In front of these scenes, the writer warns us that “this ruin would make us forget that Gaza was thousands of years ago, a well -known oasis of its variety of vegetable cover and moderation of its climate, and that its wealth has begun to be attracted since 1967 under the weight of occupation and settlement until 2005, and the full siege since 2007.”
Returning to the present of the Strip, the writer expresses his concern that the war on Gaza quickly entered the ordinary whirlpool of the war in Ukraine, and here he blames the international press because it did not make a great effort to exercise its right to free and professional coverage of what is going on in Gaza.
Here, the writer concludes that the victims of Gaza are killing twice, the first time when the Israeli war machine affects them directly in their bodies or slowly suffocating them in their tents, and the second when the Israeli propaganda denies the severity of their suffering and the size of their losses.
Gaza and betrayal of the world
In front of this situation, the writer notes that “the people of Gaza feel that the world abandoned them. They initially believed that the images of the massacre would shake international public opinion and force him to move to put an end to them. And when it became clear to them that the matter is not, the exacerbation of the pain of pain, and the disappointment of hope added to the wounds of the affected bodies.

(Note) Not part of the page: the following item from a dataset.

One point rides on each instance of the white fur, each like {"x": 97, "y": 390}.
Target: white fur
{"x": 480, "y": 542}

There is the curse on the negativity of Arab regimes, but its collusion, while no one expects many European countries that have not A representative to allow him to enter Gaza. “
Once again, the writer takes the hand of the reader from the hell of the present to the beginnings of the story, specifically to the seasons of suffering since the beginning of the Israeli siege applied and suffocated on the Gaza Strip in 2007, and the subsequent attacks and wars.
The writer asks: What changes compared to the wars that Israel launched on the Strip before 2023? He answers by saying that the previous wars were relatively limited in terms of time and destruction, while the destruction this time is continuing systematically and organized, week after week, and month after a month. What has also changed is that our world can no longer pretend to ignore the size of this catastrophe this time, and that our world allowed its occurrence when it did not clap for it.
The writer continues to scream: “Gaza not only shattered by women, men and children of Gaza, but also shattered the provisions of international law that were reached to prevent the repetition of the brutality of the Second World War. (…) Gaza is now at the mercy of those who breathe behind the deals, the professionals of artificial intelligence, and those who hunt in the waters of human misery.”